I think, therefore I harm
I was nine. I was young and innocent. Nothing could have prepared me for this. It was all over the news, there was no way around it. I was old enough to realize, but too young to understand. There was my mother trying to explain to me what little she was able to figure out of this mess.
On December 6th, 1989, 25-year-old Marc Lépine entered École Polytechnique de Montréal and killed 14 women and injured 10 more, and accidentally injured four men, before taking his own life. In the years following the drama, 14 more people (that we know of) committed suicide because of the consequences of the event on their life. A suicide letter found on his person made it clear he specifically targeted women. The event became known world-wide as the Montréal Massacre, and locally as the Massacre de la Polytechnique.
Born from a French-Canadian mother and an Algerian father, Lépine was raised in a world where women are inferior and where tenderness between a mother and a child is discouraged. He was seven when his parents separated, and soon his father disappeared, leaving the family in poverty.
Marc Lépine hated feminists which, according to him, were not only women seeking to “retain the advantages of being women […] while trying to grab those of the men”, they were any woman occupying a job previously reserved to men. He believed women had been a major obstacle to his success and blamed them for ruining his life.
École Polytechnique is a university specialized toward engineering teaching, though over the years its main activities shifted toward research.
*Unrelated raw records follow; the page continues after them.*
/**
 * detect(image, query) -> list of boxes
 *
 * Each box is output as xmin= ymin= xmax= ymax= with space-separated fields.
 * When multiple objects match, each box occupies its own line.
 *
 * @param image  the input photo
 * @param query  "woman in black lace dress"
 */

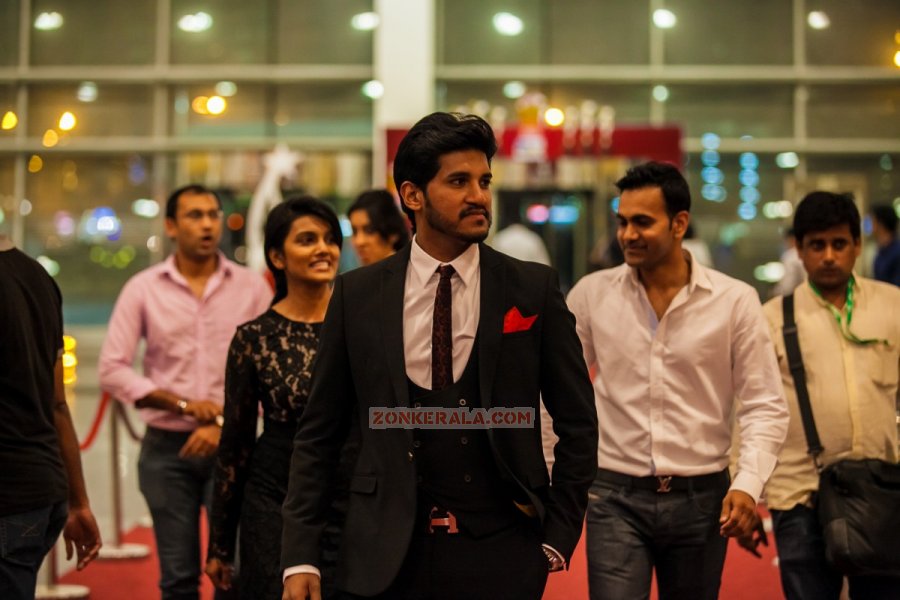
xmin=205 ymin=196 xmax=343 ymax=599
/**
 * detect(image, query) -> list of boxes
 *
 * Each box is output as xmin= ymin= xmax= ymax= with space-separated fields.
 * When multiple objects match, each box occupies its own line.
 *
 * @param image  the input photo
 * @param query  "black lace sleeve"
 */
xmin=208 ymin=323 xmax=261 ymax=563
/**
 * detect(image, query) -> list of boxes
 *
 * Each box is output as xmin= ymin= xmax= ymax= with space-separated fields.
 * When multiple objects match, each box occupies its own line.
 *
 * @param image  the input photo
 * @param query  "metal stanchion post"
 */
xmin=34 ymin=545 xmax=89 ymax=600
xmin=97 ymin=401 xmax=150 ymax=560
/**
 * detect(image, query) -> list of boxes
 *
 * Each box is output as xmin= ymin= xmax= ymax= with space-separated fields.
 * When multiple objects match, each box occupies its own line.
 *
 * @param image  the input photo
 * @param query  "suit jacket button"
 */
xmin=408 ymin=451 xmax=414 ymax=462
xmin=413 ymin=440 xmax=421 ymax=448
xmin=460 ymin=436 xmax=468 ymax=445
xmin=459 ymin=398 xmax=467 ymax=407
xmin=417 ymin=475 xmax=424 ymax=484
xmin=463 ymin=474 xmax=472 ymax=483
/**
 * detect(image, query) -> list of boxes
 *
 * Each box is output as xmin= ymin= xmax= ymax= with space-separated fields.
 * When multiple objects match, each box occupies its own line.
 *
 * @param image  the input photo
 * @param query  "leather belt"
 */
xmin=427 ymin=507 xmax=459 ymax=534
xmin=596 ymin=468 xmax=729 ymax=493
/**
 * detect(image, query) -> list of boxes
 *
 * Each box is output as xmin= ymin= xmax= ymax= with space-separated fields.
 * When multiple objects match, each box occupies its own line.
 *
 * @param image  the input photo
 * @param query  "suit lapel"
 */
xmin=477 ymin=244 xmax=505 ymax=410
xmin=380 ymin=245 xmax=411 ymax=409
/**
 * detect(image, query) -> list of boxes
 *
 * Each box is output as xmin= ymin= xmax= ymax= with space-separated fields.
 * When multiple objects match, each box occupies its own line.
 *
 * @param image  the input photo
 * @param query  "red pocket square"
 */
xmin=503 ymin=306 xmax=537 ymax=334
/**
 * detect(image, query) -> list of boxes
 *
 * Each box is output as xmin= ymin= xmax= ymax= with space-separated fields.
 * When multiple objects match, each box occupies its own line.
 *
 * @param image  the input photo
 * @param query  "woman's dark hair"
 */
xmin=347 ymin=189 xmax=410 ymax=251
xmin=615 ymin=161 xmax=691 ymax=220
xmin=264 ymin=195 xmax=342 ymax=303
xmin=793 ymin=191 xmax=860 ymax=245
xmin=393 ymin=112 xmax=497 ymax=231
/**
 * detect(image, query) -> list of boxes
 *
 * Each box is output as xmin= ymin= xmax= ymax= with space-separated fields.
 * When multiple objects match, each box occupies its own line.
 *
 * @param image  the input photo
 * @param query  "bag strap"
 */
xmin=782 ymin=294 xmax=825 ymax=467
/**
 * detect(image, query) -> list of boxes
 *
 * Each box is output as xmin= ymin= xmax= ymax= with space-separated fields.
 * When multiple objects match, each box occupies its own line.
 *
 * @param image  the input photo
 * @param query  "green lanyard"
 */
xmin=809 ymin=276 xmax=889 ymax=346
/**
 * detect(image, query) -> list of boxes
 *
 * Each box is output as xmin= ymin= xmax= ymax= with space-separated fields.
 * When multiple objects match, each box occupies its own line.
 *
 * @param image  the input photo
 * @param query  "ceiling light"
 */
xmin=34 ymin=12 xmax=63 ymax=31
xmin=493 ymin=12 xmax=524 ymax=36
xmin=502 ymin=81 xmax=526 ymax=99
xmin=652 ymin=9 xmax=676 ymax=29
xmin=351 ymin=12 xmax=379 ymax=31
xmin=807 ymin=11 xmax=830 ymax=30
xmin=178 ymin=12 xmax=213 ymax=33
xmin=361 ymin=80 xmax=384 ymax=99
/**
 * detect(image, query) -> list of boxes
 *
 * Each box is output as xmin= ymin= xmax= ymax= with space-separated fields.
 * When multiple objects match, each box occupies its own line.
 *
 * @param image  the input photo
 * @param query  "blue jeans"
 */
xmin=585 ymin=472 xmax=729 ymax=600
xmin=139 ymin=427 xmax=222 ymax=600
xmin=0 ymin=501 xmax=68 ymax=600
xmin=771 ymin=504 xmax=900 ymax=600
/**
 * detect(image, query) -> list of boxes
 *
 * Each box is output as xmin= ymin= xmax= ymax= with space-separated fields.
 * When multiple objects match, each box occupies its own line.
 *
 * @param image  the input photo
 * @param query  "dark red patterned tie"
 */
xmin=432 ymin=265 xmax=455 ymax=390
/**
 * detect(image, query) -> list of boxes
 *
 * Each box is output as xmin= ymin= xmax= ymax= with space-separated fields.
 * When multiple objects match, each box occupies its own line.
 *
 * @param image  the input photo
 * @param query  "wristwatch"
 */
xmin=176 ymin=398 xmax=188 ymax=414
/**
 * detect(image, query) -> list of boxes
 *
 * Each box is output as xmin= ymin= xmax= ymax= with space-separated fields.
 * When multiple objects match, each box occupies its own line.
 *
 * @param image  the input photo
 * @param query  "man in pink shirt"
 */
xmin=99 ymin=184 xmax=271 ymax=600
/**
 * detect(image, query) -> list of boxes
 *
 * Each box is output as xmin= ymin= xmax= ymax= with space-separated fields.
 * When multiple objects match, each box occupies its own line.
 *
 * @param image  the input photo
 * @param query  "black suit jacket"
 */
xmin=281 ymin=243 xmax=598 ymax=596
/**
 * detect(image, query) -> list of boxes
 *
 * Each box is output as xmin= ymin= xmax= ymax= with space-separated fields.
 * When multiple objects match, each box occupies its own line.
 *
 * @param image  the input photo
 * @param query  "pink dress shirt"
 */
xmin=99 ymin=253 xmax=272 ymax=431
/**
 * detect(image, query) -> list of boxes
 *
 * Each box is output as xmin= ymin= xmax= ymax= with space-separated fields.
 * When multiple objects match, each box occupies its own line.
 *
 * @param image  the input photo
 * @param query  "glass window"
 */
xmin=665 ymin=85 xmax=794 ymax=138
xmin=171 ymin=84 xmax=269 ymax=137
xmin=663 ymin=0 xmax=793 ymax=65
xmin=30 ymin=0 xmax=155 ymax=65
xmin=440 ymin=83 xmax=650 ymax=125
xmin=806 ymin=0 xmax=900 ymax=66
xmin=807 ymin=85 xmax=900 ymax=139
xmin=28 ymin=85 xmax=154 ymax=137
xmin=171 ymin=0 xmax=271 ymax=64
xmin=23 ymin=155 xmax=156 ymax=324
xmin=439 ymin=0 xmax=543 ymax=65
xmin=0 ymin=0 xmax=19 ymax=66
xmin=275 ymin=0 xmax=374 ymax=64
xmin=275 ymin=83 xmax=373 ymax=137
xmin=545 ymin=0 xmax=649 ymax=64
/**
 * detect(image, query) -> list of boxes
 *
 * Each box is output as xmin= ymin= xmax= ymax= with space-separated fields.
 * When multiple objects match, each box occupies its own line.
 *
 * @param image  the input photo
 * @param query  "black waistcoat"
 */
xmin=408 ymin=344 xmax=520 ymax=537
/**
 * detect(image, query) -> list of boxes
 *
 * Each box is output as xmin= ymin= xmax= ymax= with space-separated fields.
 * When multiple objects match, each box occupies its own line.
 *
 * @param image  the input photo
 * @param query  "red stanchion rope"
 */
xmin=79 ymin=392 xmax=110 ymax=451
xmin=116 ymin=401 xmax=144 ymax=443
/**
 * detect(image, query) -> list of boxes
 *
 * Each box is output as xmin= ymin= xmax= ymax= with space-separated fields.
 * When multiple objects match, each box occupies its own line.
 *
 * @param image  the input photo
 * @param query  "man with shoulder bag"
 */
xmin=743 ymin=191 xmax=900 ymax=600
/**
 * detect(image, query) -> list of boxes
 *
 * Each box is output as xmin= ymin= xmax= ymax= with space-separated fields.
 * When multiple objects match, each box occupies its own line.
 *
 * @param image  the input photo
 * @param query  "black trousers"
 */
xmin=338 ymin=511 xmax=549 ymax=600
It was the perfect place for Lépine to find feminists, young women studying to become engineers. Only about 15% of the students were females in 1989. The little known school instantly became generally known and, ironically, in the early 90s, a lot more women began to enroll. Today, nearly a third of the attendance are women.
The tragedy was largely used by feminist groups and the women movement. A lot was done in the early 90s to ensure that gender equality would be a reality, not just a cute motto printed on a piece of paper.
The police had been blamed for their slow reaction time as the first agent only arrived after Lépine’s suicide. Only months after the tragedy, a procedure was instated. The procedure proved effective as the Dawson College shooting, in 2006, resulted in only one casualty, as police force arrived in minutes.
In 1995, Canada imposed stricter regulations concerning gun control, in the light that the Mini-14 used by Lépine, a military grade weapon, had been legally bought from a hunt articles shop just weeks prior to the event.
However, 25 years after the tragedy, something has not changed. The source of danger remains. Nobody treats the mentally ill people.